El tiempo continuaba siendo espléndido. Decidió darse un baño en la alberca. El agua tonificó sus anquilosados músculos que llevaban una semana sin ejercitarse. Sus paseos a caballo se habían interrumpido por la obligación de ayudar a su madre en la decoración de la nueva residencia. Estuvo nadando un rato y después se tumbó en el banco de piedra para que el sol secase su traje de baño. Se colocó un sombrero sobre el rostro para que su lechosa epidermis no se le manchara con pecas. Cuando regresó al interior de la casa a cambiarse para el almuerzo, encontró una carta sobre la bandeja de correo del recibidor a su nombre. La remitía Hunter. Rasgó el sobre utilizando el cortaplumas con mango de nácar que reposaba en la bandeja de plata. Contenía una invitación para tomar el té en Oaks Cottage. Estaba redactada sobre un papel de excelente calidad en el que aparecía el escudo de armas de los tíos del pintor, que eran quienes la firmaban. Le enviaban un coche que la recogería el día fijado, si aceptaba. La invitación estaba fechada para tres días más tarde. Sintió como la sangre aceleraba su recorrido por las venas y un rubor cubrió sus mejillas ante la idea de la nueva cita con el artista.

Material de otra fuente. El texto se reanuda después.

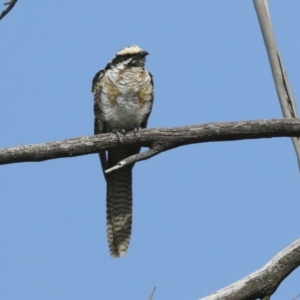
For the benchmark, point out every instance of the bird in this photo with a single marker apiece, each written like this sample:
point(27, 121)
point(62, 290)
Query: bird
point(123, 99)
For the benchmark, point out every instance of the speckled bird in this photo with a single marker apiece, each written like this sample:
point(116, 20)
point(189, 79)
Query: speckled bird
point(123, 99)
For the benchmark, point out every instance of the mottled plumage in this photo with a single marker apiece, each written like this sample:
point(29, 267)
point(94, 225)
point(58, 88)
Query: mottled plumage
point(123, 98)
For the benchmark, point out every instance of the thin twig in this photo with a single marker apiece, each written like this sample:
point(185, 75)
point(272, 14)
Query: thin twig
point(297, 297)
point(152, 294)
point(283, 87)
point(10, 4)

Margaret mostró la tarjeta a su madre solicitándole su permiso. La mujer, abstraída en su tarea, no puso objeción alguna.
—Querida, es estupendo que te inviten a un té. Seguro que conocerás gente interesante. Me imagino que es una forma de disculpa por no haber podido asistir a tu fiesta. Se excusaron alegando una indisposición de la baronesa.
La muchacha se apresuró en remitir una tarjeta aceptando; dado la premura de la fecha, la envió a través de uno de los mozos de cuadras.
Se vistió con esmero para la cita. Eligió un vestido de muselina blanca estampado con pequeñas flores que se ceñía a su cuerpo abriéndose como la corola de una flor a la altura de los tobillos. El crespo cabello lo enrolló en un artístico moño del que se escapaban algunos mechones que caían sobre su nuca. Un sombrero discreto coronaba su cabeza. Acompañó su atavío con un chal bordado por si la merienda era al aire libre y refrescaba. A la hora convenida, el coche, un carruaje tirado por dos caballos y algo destartalado, la esperaba a la puerta de la mansión. Margaret apenas pudo retener la risa al descubrir que era el pintor disfrazado de criado quien le abría la portezuela del vehículo.
—No diga nada.
Cuando franquearon los límites de la propiedad, rieron abiertamente. No pudieron hablar hasta llegar a la residencia de Hunter.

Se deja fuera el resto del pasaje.